Great questions. Let’s start with the basics. Start by making sure you never clean your decanter with soap, which can leave a residue and make your wine taste funky. Just use lots of hot water, and if the stains start driving you nuts, you can use some baking soda and one of those flexible brushes that squeak when they rub against the glass. If the stains are really, really bad, then a mild solution of bleach or an effervescent denture cleaner can work, as long as you promise to rinse like crazy afterwards. And rinse again after that.
Can you “over decant” a wine? Yes, but typically, only if it’s old— upwards of 10 or 15 years. When you decant a wine that old, in my experience the flavors can start to fade in as little as 30 minutes. By the way, if you’re decanting an older wine, you’re probably decanting it to separate it from its sediment, so you might want to review the decanting basics. Going back and forth between the bottle and the decanter will give you a gritty wine.
It’s possible that your decanting has done what it’s supposed to do: make the wine more expressive.

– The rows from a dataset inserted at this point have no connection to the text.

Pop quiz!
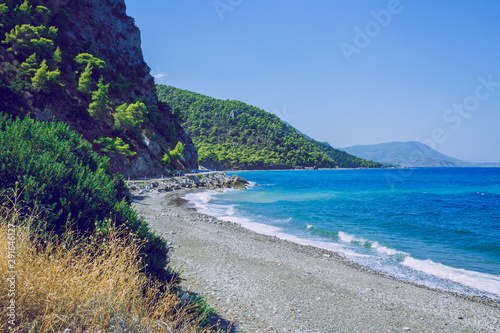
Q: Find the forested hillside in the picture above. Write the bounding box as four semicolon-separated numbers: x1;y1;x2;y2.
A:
157;85;384;170
0;0;197;176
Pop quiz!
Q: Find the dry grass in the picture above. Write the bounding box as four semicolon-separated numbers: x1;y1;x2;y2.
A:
0;194;225;332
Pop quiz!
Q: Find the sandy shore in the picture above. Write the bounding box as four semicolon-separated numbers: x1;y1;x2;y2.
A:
133;189;500;332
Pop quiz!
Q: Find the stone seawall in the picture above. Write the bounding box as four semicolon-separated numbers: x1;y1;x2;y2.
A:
128;173;248;196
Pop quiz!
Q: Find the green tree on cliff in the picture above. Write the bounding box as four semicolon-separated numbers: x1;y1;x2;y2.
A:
88;77;111;118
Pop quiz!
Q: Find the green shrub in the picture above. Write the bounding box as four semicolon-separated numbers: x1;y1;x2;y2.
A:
94;136;136;156
161;153;171;165
161;141;185;167
0;115;175;283
30;59;60;92
170;141;185;160
113;101;147;131
3;24;57;59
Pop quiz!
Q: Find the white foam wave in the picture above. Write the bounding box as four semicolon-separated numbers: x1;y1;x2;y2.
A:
337;232;408;257
338;231;358;243
184;193;367;258
183;191;500;298
276;217;292;224
402;257;500;296
226;205;236;216
371;241;404;256
184;191;215;205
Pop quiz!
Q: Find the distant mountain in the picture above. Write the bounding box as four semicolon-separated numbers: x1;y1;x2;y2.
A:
157;85;385;170
341;141;500;167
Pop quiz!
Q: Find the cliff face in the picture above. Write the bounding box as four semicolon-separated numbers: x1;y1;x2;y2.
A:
0;0;197;177
65;0;155;106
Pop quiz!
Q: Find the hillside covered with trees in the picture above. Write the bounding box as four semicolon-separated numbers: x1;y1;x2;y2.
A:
0;0;197;177
157;85;384;170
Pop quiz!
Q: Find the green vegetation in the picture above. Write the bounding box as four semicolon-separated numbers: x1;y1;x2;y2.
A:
31;58;61;92
157;85;384;169
94;136;137;156
2;18;63;96
114;100;147;131
77;63;93;94
161;153;171;165
0;115;174;283
0;2;209;329
88;77;111;119
0;0;189;171
74;52;107;71
0;202;221;332
304;135;390;168
170;141;185;160
161;141;185;167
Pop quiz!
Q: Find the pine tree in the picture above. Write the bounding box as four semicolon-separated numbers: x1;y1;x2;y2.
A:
20;53;38;74
77;63;93;94
0;4;8;31
52;46;62;65
19;0;32;21
113;101;147;130
31;59;49;92
88;77;110;119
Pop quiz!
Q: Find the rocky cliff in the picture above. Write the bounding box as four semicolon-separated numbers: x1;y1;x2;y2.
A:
0;0;197;177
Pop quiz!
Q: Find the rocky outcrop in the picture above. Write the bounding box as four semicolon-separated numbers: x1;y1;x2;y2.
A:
63;0;198;177
229;109;243;119
0;0;198;178
224;175;249;189
128;173;249;196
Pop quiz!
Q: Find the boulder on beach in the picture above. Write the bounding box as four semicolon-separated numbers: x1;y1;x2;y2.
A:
229;175;249;189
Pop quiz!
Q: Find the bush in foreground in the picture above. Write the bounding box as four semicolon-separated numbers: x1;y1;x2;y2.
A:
0;115;173;282
0;197;221;332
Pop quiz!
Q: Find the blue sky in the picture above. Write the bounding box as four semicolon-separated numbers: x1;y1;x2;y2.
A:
126;0;500;163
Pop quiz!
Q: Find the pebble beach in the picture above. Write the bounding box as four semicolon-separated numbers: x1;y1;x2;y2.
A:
131;176;500;332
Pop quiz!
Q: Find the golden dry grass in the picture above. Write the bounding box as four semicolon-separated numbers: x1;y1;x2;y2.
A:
0;194;225;333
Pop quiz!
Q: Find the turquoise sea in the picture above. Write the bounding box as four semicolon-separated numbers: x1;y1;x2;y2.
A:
184;168;500;298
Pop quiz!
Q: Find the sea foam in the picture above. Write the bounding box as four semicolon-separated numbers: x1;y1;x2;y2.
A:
402;257;500;296
182;169;500;299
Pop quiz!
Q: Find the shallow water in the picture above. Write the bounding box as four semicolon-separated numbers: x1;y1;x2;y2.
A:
184;168;500;298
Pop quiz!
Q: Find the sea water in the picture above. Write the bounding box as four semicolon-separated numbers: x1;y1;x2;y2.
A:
184;168;500;298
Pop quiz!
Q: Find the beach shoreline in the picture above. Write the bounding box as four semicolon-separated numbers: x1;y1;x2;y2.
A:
133;188;499;332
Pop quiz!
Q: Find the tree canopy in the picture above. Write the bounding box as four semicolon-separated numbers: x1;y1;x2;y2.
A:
157;85;384;169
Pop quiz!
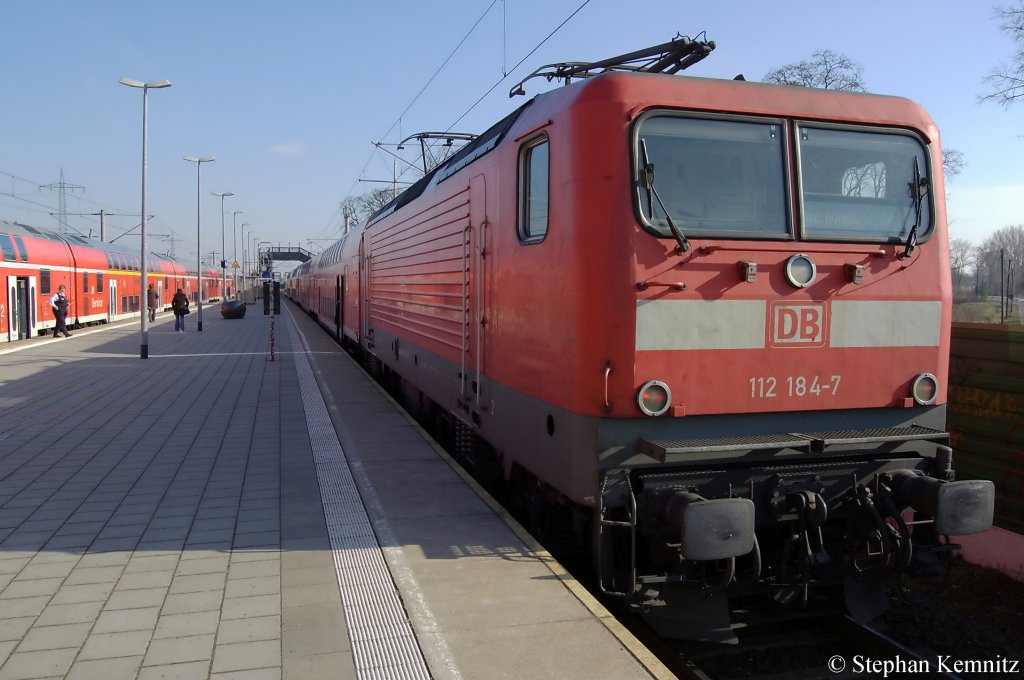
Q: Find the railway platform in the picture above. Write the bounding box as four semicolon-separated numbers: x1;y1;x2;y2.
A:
0;301;667;679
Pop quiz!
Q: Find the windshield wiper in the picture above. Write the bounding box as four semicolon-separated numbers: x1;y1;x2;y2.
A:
902;156;928;258
640;138;690;254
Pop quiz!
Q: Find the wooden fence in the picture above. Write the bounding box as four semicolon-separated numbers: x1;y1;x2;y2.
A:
948;323;1024;533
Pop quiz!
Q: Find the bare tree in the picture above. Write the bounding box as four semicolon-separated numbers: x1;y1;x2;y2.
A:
950;237;975;293
763;50;866;91
339;195;363;232
339;188;398;227
942;148;967;182
981;3;1024;106
765;51;965;182
977;225;1024;297
359;188;396;217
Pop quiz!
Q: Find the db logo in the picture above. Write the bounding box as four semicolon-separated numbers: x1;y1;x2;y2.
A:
771;302;827;347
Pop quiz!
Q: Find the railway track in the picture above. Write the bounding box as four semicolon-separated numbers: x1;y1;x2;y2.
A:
659;615;963;680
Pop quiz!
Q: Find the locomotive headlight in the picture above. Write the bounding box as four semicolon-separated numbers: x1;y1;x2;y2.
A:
638;380;671;416
785;254;817;288
911;373;939;405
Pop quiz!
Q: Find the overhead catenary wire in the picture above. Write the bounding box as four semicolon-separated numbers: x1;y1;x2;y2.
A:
344;0;503;201
324;0;596;249
347;0;592;207
445;0;593;132
389;0;501;140
404;0;593;179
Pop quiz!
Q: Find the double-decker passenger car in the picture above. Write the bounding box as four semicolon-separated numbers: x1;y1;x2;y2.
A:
2;220;222;341
289;38;994;639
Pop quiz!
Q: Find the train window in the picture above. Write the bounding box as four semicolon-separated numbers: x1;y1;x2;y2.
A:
635;114;789;239
40;269;51;294
13;235;28;262
96;273;104;289
518;135;549;243
797;125;932;243
83;272;89;293
0;234;15;261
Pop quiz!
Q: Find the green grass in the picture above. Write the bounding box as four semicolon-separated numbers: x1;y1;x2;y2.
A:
953;301;1011;324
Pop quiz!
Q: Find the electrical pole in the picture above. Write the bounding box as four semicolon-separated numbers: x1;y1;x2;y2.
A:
66;210;143;242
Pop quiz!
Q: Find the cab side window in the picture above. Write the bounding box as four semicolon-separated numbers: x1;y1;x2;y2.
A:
518;135;549;243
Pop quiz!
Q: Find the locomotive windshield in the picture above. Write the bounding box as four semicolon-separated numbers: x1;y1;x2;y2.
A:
797;125;931;242
635;115;790;238
634;114;933;244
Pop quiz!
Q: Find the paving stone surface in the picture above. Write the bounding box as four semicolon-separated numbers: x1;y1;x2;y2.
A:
0;302;661;680
0;309;344;679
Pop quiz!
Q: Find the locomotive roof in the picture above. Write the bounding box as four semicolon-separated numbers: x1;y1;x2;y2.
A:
365;69;935;229
366;103;532;227
1;219;183;263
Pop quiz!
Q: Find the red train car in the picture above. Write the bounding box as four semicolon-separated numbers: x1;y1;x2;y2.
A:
290;39;994;638
2;220;221;341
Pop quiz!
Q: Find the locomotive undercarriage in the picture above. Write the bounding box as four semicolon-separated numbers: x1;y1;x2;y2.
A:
597;430;995;641
319;322;994;642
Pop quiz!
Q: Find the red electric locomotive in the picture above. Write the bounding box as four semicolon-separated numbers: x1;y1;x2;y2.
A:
2;220;222;341
290;38;994;639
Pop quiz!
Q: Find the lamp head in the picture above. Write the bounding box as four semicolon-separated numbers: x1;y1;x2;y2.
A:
120;78;172;89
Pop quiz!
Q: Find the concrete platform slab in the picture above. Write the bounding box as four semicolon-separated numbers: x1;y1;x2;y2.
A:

But in doing that, you may have exposed elements of the wine that you don’t particularly like.
But when you say the decanted wine was more bitter, I suspect that the wine may have a flaw such as the chemical compound TCA (2,4,6-trichloroanisole), which makes wines taste “corked.” Corky wines can seem musty and muted, and in some cases, even taste bitter, like biting into an aspirin. I don’t always pick up TCA contamination right when the bottle is opened, but after a while—and sometimes, even after just a glass—it starts to become more apparent.